SHIPS leaving Nhava Sheva port, across the harbour from Mumbai, tend to ride higher on the water than when they arrive. India’s trading statistics explain why: steel and other industrial goods from China weigh down the ships as they come in, to be replaced on the way out by fluffy cotton bales, pills and—given India’s perennial trade deficit in goods—empty containers.
India’s economy grew by 7.5% last year, cruising past China’s 6.9% growth. Yet the deficit in goods trade with China continues to widen (see chart), to over 2% of GDP last year. For Indian policymakers this is an irksome reminder of the weakness of the country’s manufacturers. Halving the trade shortfall with China would be enough to eliminate India’s overall current-account deficit, and thus the need for external financing.

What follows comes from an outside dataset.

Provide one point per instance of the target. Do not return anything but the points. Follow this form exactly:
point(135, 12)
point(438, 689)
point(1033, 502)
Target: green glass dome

The government’s ideas for shrinking the shortfall have been sadly predictable. The minimum import prices it imposed earlier this month on various grades of Chinese steel, which it claims are being “dumped” below cost, come on top of other anti-dumping levies and taxes on steel and myriad other products, from raw silk to melamine dinner sets. No country has used such measures as energetically as India over the past 20 years, according to the World Trade Organisation.

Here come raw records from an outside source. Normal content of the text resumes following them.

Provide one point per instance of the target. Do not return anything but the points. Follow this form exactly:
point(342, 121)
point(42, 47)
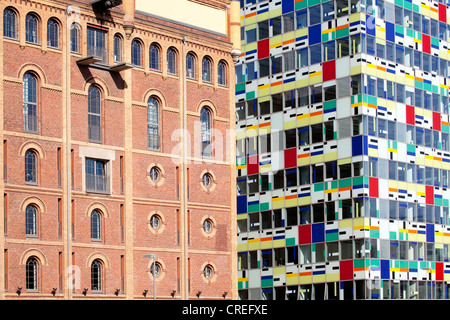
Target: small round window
point(208, 272)
point(207, 180)
point(207, 225)
point(155, 174)
point(155, 221)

The commerce minister, Nirmala Sitharaman, has called for a devaluation of the rupee to curb imports and boost exports. Yet the rupee has been falling against the yuan for years, with little effect on trade. And a weakening currency could revive inflation, which falling oil prices and sound monetary policy have helped tame.
The government looks longingly at manufacturing’s 32% share of China’s GDP, roughly double the Indian figure. It sees factories as the ideal way to soak up the million-odd young workers who join the labour force every month. So it is showering sops on various industries. It is handing out subsidised loans to small-scale and labour-intensive industries such as ceramics and bicycle parts. Lightly-taxed “special economic zones”, many of which are set up to benefit a single company, are in line for further handouts.
A “Make in India” jamboree in Mumbai earlier this month sought to present an image of openness to foreign investment, eliciting promises of multi-billion-dollar plants from firms keen to cosy up to policymakers. But India is trying to emulate China’s export-led manufacturing growth in a global economy that is now drowning in China’s industrial surpluses. It hopes to fill the vacuum left by its larger neighbour as Chinese wages rise, to double those of Indians, and its economy rebalances from exports to consumption. Yet so far it has struggled to seize that opportunity.
Indian firms grumble, with some justification, about their products being shut out of the Chinese market. Agricultural products, of which India is a net exporter, are largely excluded from China through various phytosanitary rules. Indian pharmaceutical firms complain that China’s growing aid to other developing countries often includes the provision of medicines—Chinese-made ones, of course—which means that the recipient countries buy fewer Indian-made drugs than they used to.
Why countries are so keen to agree new trade deals
India runs a global surplus in services, mainly by selling them to rich countries. But they are a small component of Indo-Chinese trade. China gets the best of tourist exchanges between the two countries: 181,000 Chinese tourists came to India in 2014, against 730,000 Indians who visited China. All this tortures Indians, for whom China is the biggest source of imports and third-biggest export market, but barely troubles China, for whom India is a second-tier trade partner. Indian policymakers are reflexively sceptical, for example, of China’s plan to build a road linking the countries, worrying it will only widen the trade imbalance.
If China’s consumers won’t buy Indian goods, perhaps its businesses could build factories in India instead? Some big projects have recently been announced, notably a $10 billion industrial park to be developed by Dalian Wanda, a Chinese property group; and a $5 billion plant proposed by Foxconn, a Taiwanese electronics outfit which mainly manufactures in China. Foxconn said last July that it might employ up to 1m Indians in 10-12 plants by 2020, despite suffering labour strife when it closed an existing factory last year. However, foreign investors’ projects often fall quietly by the wayside when bureaucratic obstacles prove insurmountable. Foxconn is already said to be rolling back its ambitions.
After years in the doldrums, India is enjoying its moment as the world’s fastest-growing large economy. That in itself will be enough to pique the interest of multinationals: Apple, for example, thinks a sales push in India can help make up for sluggish Chinese demand. Even so, it will be a while before its devices (whose assembly it outsources to Foxconn) are made in India. Instead, they will further weigh down the ships entering its ports.